Júlia Marie - Uma lenda diz que se você não acreditar no papai Noel em vez dele trazer presentes, então ele deixa um saco de carvão no lugar. Davi - Ah...Tá bom. Se ele deixar carvão fazemos um delicioso churrasco (risos).

Entrevistamos quatro crianças com ideias completamente diferentes sobre papai Noel e Natal.  Ternas, muitas vezes ingênuas, irônicas, às vezes realistas...Elas até se esforçam para acreditar, mas  como crer em um  personagem criado principalmente pela indústria para ajudar nas vendas de Natal? Como acreditar, afinal, em um bom velhinho que muitas vezes usa uma barba falsa e coloca um travesseiro na barriga?  

Não se sabe ao certo quando a história de papai Noel deixou de ser  plausível para as crianças. Mas com certeza desde a disseminação da era da informação que elas não confiam muito no bom velhinho como o personagem que sai por aí em um trenó puxado por renas e que distribui presentes – esta versão é a que ficou e surgiu com o clássico poema de Clement Clarke Moore.

O novo paradigma do papai Noel é enfrentar um grupo cada vez maior de crianças que habitualmente lê, estuda sobre mitologias, folclores e costuma ser bem informada pelos pais.  

O fato é que não acreditar em papai Noel, por volta dos três a quatro anos, passa a ser comum – uma regra de vida que pode até doer nas primeiras horas, mas passa logo depois.

Nem sempre foi assim. Um estudo de psicologia social realizado pela Universidade Columbia, no final da década de 1970, mostrou que de 250 crianças menores de sete anos, mais da metade (57%) acreditava que o bom velhinho existe e faz algumas magias, como voar e distribuir uns presentinhos na véspera. Dentre as que mais acreditavam, de quatro a seis anos, a porcentagem espantava: 90%.

Não existem pesquisas similares na modernidade ou no Brasil.  Mas a nova geração enxerga o papai com bastante ceticismo.  

Ao depararmos com quatro crianças abraçadas com um papai Noel em um dos shoppings de Goiânia resolvemos puxar conversa para ver até onde a lenda se sustentava. A mais baixinha do grupo, que se intitulava de “Caçadores de papai Noel”,  Kiara Gonçalves de Castro, está no limite da fantasia: fala com convicção que papai Noel...existe.  Afetuosa, ela pensa alguns segundos e cria sua história para uma pergunta já inquisidora que desejava saber se ele realmente existia: “É o papai Noel que dá os presentes de Natal. Eu acredito nele sim!”.

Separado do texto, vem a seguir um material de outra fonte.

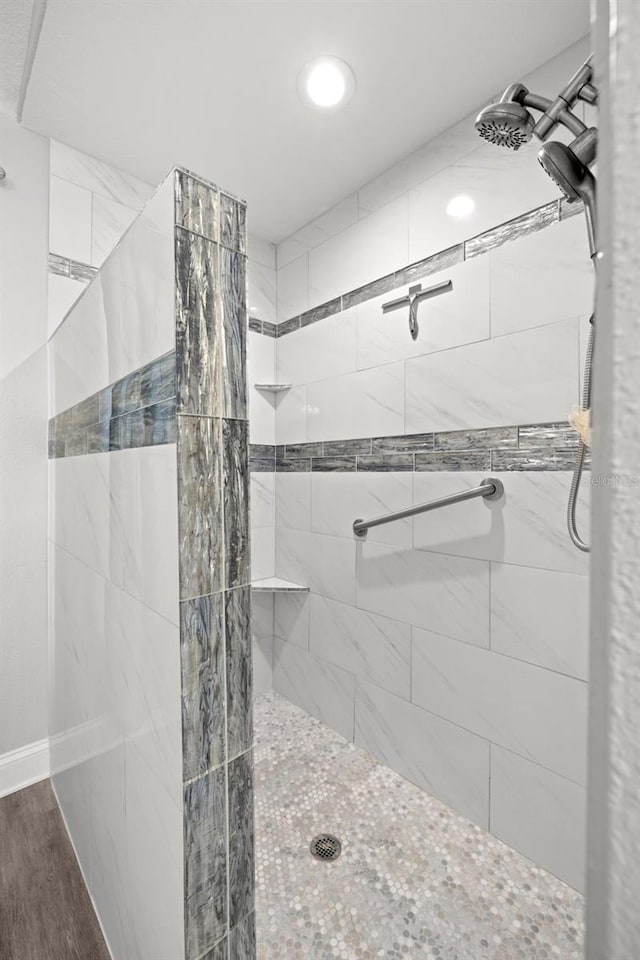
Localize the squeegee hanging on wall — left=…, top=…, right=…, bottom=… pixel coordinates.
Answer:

Kiara sofreu questionamentos das crianças ao lado e manteve seu discurso. Não deu ouvidos para as censuras e trouxe as provas da crença: “Ele é vermelho e branco e muito bonzinho. Em todos os shoppings eu sento no colo dele para tirar fotos. Ele vem da neve com todos os presentes de trenó”.

Quando os amigos e primos já estavam irritados com sua convicção, ela olhou para o lado e testemunhou: “Já vi ele chegando na noite de Natal. Quando alguém fala que ele não existe, eu falo que amo ele”.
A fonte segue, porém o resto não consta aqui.